In an odd sort of role reversal, Democrats have been seen as split on the idea of locating the new 10th CD in south of Seattle in order to to recognize the surging new population core of minorities in South King County and the Eastside, while some Republicans are acknowledging the merits of such a plan.

A strong call for the creation of the new 10th Congressional District in parts of Southwest King County and the Eastside was voiced throughout the Commission’s four-month schedule of public forums around the state. The map proposed by United for Fair Representation takes portions of the current 7th, 8th and 9th Congressional Districts comprising an area that has experienced rapid population growth in minority communities.

Representatives from groups advocating for better minority participation in elections were omnipresent at commission hearings making their political case. But the role of the Redistricting Commission is to draw new district boundaries that balance the population shifts since the last U.S. Census in 2000, while also respecting community boundaries that are sometimes difficult to ascertain.

Commissioner Tom Huff, the appointee of Republicans in the State House, does not see that the proposal for making the new 10th CD a majority-minority district conflicts with the Commission’s obligations.

“The final negotiation will be interesting,” Huff told NW Daily Marker. “But the lines as drawn are pretty workable.”

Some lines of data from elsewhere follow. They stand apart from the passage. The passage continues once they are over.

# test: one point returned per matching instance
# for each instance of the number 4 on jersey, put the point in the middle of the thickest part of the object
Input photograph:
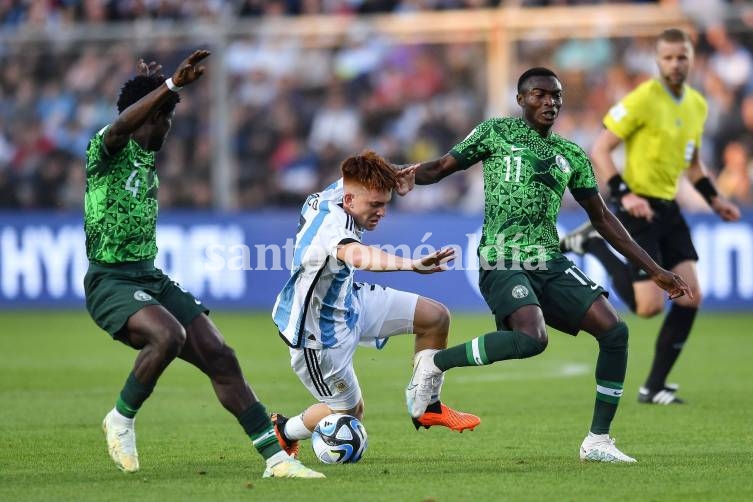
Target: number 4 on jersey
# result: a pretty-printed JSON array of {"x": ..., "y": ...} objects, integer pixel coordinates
[{"x": 131, "y": 185}]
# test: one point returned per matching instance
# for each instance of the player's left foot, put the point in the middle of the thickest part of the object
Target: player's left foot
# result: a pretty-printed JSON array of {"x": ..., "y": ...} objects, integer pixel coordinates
[
  {"x": 121, "y": 441},
  {"x": 447, "y": 417},
  {"x": 666, "y": 395},
  {"x": 576, "y": 240},
  {"x": 289, "y": 446},
  {"x": 424, "y": 380},
  {"x": 291, "y": 468},
  {"x": 601, "y": 448}
]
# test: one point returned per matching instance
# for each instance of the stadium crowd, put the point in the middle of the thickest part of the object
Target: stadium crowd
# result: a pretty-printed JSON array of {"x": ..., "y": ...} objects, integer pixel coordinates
[{"x": 295, "y": 110}]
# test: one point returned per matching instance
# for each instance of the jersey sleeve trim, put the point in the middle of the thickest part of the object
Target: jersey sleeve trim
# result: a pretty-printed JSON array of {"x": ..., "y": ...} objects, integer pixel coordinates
[{"x": 462, "y": 159}]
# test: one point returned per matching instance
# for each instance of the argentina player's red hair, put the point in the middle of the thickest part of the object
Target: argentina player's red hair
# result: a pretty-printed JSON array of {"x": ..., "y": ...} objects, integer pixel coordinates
[{"x": 369, "y": 170}]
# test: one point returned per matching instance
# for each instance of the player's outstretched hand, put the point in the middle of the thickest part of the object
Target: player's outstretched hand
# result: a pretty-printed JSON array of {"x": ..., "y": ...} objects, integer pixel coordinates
[
  {"x": 189, "y": 71},
  {"x": 726, "y": 210},
  {"x": 672, "y": 284},
  {"x": 406, "y": 179},
  {"x": 146, "y": 70},
  {"x": 434, "y": 262}
]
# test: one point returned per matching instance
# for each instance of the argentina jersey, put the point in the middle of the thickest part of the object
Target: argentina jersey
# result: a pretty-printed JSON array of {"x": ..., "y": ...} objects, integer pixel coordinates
[{"x": 315, "y": 307}]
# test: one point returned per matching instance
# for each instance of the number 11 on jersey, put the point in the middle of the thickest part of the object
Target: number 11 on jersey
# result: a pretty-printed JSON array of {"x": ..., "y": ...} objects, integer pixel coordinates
[{"x": 508, "y": 165}]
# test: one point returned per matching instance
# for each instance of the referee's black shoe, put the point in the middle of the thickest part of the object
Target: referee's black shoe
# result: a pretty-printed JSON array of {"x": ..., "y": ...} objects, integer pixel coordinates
[{"x": 665, "y": 395}]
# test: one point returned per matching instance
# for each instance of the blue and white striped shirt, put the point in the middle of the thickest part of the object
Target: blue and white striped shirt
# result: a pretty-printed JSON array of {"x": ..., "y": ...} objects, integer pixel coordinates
[{"x": 315, "y": 308}]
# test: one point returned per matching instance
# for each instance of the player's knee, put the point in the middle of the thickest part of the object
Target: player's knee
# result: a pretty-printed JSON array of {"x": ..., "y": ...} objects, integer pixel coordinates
[
  {"x": 615, "y": 339},
  {"x": 170, "y": 340},
  {"x": 356, "y": 411},
  {"x": 222, "y": 359},
  {"x": 532, "y": 345},
  {"x": 442, "y": 318},
  {"x": 687, "y": 301},
  {"x": 649, "y": 309},
  {"x": 435, "y": 317}
]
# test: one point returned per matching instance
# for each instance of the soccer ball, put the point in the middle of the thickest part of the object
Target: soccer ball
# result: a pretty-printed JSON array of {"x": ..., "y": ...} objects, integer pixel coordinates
[{"x": 339, "y": 439}]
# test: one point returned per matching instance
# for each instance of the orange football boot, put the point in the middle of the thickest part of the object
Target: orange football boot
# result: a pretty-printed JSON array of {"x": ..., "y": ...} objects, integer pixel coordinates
[
  {"x": 288, "y": 446},
  {"x": 452, "y": 419}
]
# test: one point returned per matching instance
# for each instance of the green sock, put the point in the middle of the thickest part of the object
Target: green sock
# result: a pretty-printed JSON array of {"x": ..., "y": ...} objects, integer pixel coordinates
[
  {"x": 132, "y": 396},
  {"x": 610, "y": 375},
  {"x": 489, "y": 348},
  {"x": 258, "y": 426}
]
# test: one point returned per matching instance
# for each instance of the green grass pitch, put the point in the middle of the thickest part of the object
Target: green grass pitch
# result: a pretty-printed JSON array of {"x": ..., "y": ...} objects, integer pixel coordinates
[{"x": 59, "y": 375}]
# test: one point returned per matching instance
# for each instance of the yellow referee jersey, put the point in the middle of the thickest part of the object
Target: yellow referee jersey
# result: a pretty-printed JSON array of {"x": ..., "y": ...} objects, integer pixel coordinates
[{"x": 660, "y": 134}]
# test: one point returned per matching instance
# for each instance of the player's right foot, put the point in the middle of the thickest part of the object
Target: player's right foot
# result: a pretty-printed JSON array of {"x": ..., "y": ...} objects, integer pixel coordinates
[
  {"x": 424, "y": 380},
  {"x": 289, "y": 446},
  {"x": 291, "y": 468},
  {"x": 576, "y": 240},
  {"x": 666, "y": 395},
  {"x": 121, "y": 441},
  {"x": 447, "y": 417},
  {"x": 601, "y": 448}
]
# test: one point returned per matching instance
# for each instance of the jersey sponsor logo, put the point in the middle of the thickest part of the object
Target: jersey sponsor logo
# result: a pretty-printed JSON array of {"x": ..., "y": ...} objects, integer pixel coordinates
[
  {"x": 618, "y": 112},
  {"x": 519, "y": 291},
  {"x": 562, "y": 163},
  {"x": 470, "y": 133},
  {"x": 341, "y": 386},
  {"x": 141, "y": 296}
]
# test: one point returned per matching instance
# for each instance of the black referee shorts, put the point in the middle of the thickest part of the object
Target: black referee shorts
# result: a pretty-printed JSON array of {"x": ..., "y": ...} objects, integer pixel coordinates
[{"x": 666, "y": 238}]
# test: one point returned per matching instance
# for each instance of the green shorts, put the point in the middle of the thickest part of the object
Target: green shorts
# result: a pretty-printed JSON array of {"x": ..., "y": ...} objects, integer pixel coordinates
[
  {"x": 563, "y": 292},
  {"x": 116, "y": 292}
]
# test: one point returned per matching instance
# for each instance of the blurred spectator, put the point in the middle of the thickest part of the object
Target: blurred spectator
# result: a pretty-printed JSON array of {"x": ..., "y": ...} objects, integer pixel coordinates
[
  {"x": 734, "y": 180},
  {"x": 297, "y": 105}
]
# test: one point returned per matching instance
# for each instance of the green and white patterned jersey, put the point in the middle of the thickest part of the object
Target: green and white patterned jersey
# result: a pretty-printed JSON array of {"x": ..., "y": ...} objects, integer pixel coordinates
[
  {"x": 120, "y": 205},
  {"x": 525, "y": 176}
]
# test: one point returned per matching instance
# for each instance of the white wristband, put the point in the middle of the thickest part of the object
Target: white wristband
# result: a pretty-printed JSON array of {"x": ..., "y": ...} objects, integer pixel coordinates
[{"x": 170, "y": 85}]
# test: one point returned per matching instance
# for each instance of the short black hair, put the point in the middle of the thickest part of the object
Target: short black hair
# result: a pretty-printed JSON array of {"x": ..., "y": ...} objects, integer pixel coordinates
[
  {"x": 674, "y": 35},
  {"x": 141, "y": 85},
  {"x": 538, "y": 71}
]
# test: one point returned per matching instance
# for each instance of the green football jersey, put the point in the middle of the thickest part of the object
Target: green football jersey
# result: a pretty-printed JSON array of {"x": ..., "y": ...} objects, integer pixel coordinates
[
  {"x": 525, "y": 176},
  {"x": 120, "y": 204}
]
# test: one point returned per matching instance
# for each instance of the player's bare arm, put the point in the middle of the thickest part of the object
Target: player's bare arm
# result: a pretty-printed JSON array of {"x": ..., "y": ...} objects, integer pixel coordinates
[
  {"x": 698, "y": 176},
  {"x": 406, "y": 179},
  {"x": 434, "y": 170},
  {"x": 146, "y": 69},
  {"x": 615, "y": 234},
  {"x": 373, "y": 259},
  {"x": 137, "y": 114},
  {"x": 606, "y": 170}
]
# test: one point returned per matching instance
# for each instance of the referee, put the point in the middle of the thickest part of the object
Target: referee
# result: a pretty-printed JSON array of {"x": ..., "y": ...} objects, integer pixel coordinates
[{"x": 661, "y": 123}]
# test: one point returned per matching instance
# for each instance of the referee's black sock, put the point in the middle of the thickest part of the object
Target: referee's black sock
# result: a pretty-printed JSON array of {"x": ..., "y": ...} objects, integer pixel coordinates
[
  {"x": 618, "y": 271},
  {"x": 672, "y": 336}
]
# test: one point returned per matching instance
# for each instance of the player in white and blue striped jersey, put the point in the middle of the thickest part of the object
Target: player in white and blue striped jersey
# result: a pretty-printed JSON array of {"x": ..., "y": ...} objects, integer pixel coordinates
[{"x": 322, "y": 314}]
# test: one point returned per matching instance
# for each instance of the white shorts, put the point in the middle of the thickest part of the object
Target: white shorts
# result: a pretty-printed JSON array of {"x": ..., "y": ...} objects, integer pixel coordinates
[{"x": 328, "y": 373}]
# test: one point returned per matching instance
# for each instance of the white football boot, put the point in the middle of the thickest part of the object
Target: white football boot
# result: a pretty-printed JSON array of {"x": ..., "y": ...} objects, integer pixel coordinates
[
  {"x": 601, "y": 448},
  {"x": 291, "y": 468},
  {"x": 121, "y": 441},
  {"x": 424, "y": 383}
]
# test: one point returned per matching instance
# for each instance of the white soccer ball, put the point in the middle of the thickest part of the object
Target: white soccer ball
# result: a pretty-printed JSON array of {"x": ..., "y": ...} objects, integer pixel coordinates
[{"x": 339, "y": 439}]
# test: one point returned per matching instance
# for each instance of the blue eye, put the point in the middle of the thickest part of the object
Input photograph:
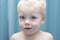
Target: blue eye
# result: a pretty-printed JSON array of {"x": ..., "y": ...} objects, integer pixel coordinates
[
  {"x": 33, "y": 17},
  {"x": 22, "y": 17}
]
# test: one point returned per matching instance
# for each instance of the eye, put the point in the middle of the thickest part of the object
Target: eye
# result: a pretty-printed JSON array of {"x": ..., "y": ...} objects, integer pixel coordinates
[
  {"x": 33, "y": 17},
  {"x": 22, "y": 17}
]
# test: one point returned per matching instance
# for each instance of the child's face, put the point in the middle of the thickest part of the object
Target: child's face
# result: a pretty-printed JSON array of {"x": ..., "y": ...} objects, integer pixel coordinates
[{"x": 29, "y": 20}]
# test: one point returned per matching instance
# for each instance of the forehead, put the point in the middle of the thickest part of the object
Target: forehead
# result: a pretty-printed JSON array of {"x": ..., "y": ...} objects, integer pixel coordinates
[{"x": 28, "y": 8}]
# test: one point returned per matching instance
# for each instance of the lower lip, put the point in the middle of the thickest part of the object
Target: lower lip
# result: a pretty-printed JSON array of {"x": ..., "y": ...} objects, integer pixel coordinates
[{"x": 28, "y": 28}]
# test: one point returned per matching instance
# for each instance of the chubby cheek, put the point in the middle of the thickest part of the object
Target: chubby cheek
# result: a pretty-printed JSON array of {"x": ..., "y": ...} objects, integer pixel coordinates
[{"x": 36, "y": 25}]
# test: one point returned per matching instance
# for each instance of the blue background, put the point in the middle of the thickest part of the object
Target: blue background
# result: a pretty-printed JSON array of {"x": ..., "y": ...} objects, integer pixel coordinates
[{"x": 9, "y": 18}]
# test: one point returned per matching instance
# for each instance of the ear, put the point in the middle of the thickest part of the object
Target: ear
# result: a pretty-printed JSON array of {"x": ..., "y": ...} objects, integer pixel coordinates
[{"x": 43, "y": 19}]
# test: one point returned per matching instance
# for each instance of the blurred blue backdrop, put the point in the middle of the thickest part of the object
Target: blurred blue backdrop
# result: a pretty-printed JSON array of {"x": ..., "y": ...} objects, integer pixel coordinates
[{"x": 9, "y": 18}]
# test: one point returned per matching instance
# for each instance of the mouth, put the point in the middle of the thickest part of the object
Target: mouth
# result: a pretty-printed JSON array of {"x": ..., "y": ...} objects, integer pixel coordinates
[{"x": 27, "y": 28}]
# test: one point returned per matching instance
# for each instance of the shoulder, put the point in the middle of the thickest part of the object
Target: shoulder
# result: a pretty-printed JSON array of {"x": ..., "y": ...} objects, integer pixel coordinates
[
  {"x": 47, "y": 35},
  {"x": 16, "y": 36}
]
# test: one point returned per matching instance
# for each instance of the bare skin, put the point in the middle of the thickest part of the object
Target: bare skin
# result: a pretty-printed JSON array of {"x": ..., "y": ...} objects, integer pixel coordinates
[
  {"x": 38, "y": 36},
  {"x": 30, "y": 19}
]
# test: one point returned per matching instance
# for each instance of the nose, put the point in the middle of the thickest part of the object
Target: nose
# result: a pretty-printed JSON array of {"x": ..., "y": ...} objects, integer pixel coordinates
[{"x": 27, "y": 22}]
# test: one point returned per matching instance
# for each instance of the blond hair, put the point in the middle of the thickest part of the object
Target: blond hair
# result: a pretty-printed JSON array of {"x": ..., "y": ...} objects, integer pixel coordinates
[{"x": 34, "y": 3}]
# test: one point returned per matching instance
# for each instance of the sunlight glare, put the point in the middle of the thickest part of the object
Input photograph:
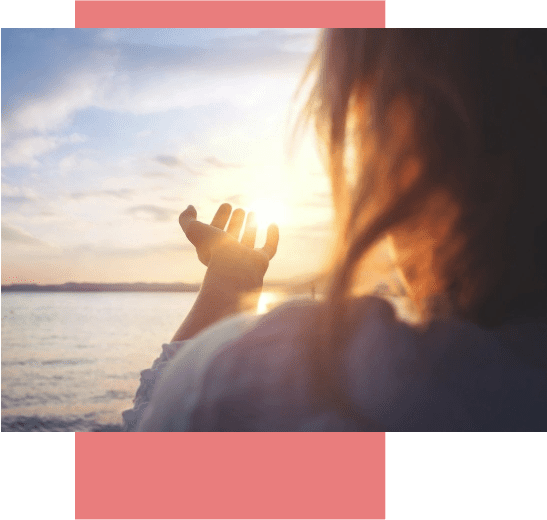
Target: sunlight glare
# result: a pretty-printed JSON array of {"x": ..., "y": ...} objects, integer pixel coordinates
[{"x": 269, "y": 211}]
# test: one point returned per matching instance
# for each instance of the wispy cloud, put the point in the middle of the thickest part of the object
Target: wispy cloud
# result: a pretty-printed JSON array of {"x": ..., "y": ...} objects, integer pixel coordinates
[
  {"x": 175, "y": 162},
  {"x": 157, "y": 213},
  {"x": 123, "y": 193},
  {"x": 220, "y": 164},
  {"x": 25, "y": 151},
  {"x": 19, "y": 236}
]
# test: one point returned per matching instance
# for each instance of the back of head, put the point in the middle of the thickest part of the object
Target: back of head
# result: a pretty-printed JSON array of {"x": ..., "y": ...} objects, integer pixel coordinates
[
  {"x": 447, "y": 131},
  {"x": 435, "y": 139}
]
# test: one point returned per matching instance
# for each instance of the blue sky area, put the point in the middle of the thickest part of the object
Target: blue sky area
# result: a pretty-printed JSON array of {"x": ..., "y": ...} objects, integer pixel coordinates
[{"x": 107, "y": 135}]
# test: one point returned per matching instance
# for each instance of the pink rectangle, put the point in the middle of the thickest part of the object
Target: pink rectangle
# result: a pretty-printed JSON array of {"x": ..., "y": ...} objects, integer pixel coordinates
[
  {"x": 231, "y": 475},
  {"x": 235, "y": 13}
]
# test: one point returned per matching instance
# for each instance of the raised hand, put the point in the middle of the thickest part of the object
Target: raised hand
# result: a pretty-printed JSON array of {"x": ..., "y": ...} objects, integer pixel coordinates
[{"x": 221, "y": 250}]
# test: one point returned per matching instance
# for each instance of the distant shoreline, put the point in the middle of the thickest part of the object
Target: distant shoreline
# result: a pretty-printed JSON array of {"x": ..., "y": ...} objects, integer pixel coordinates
[
  {"x": 124, "y": 287},
  {"x": 103, "y": 287}
]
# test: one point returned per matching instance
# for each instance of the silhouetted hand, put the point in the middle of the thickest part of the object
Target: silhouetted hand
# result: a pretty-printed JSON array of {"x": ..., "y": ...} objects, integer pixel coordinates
[{"x": 230, "y": 262}]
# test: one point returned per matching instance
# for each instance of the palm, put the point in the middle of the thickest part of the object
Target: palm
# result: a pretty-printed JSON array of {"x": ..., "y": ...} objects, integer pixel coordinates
[{"x": 212, "y": 242}]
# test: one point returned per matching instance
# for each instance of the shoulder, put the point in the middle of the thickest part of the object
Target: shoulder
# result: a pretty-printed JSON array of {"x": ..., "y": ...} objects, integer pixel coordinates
[{"x": 229, "y": 364}]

Huff suggested that the new lines penciled in for a district where people of color would be in the majority is simply a recognition of demographic changes in the region that have taken place in the last ten years.

“We’ve had a tremendous increase in the population of minorities, and particularly in those areas, and that’s a different dynamic than we had in 2001,” Huff said. “We are catching up to the times.”

Catching up to the times, indeed, but not necessarily lurching into uncharted territory. Majority-minority legislative districts have been in place around the state, but have failed in many cases to magically generate the kind of participation from minority communities that proponents suggest.

“When you talk about legislative districts, we already have a number of them in the state. That hasn’t made a whole lot of difference in who’s representing them,” Huff said. “That’s very true in Yakima… and in some of the Seattle suburbs. The 37th [legislative district] is an example.”

“It’s not necessarily going to assure them that they’re going to have a person of color representing them,” Huff added.

The fact that the proposed 10th CD sits on territory that is primarily Democrat-controlled could be at the heart of why some Democratic politicians see its formation as a double-edged sword. Redistricting always holds potential for the out-party to connect with different voters. In the case of South Seattle, if minorities are truly feeling underrepresented by their state and congressional representatives, the door could be open for Republicans to begin a dialogue with disaffected voters.

The Washington State Redistricting Commission is scheduled to release their proposed maps for congressional and legislative districts Tuesday after a morning meeting in Olympia.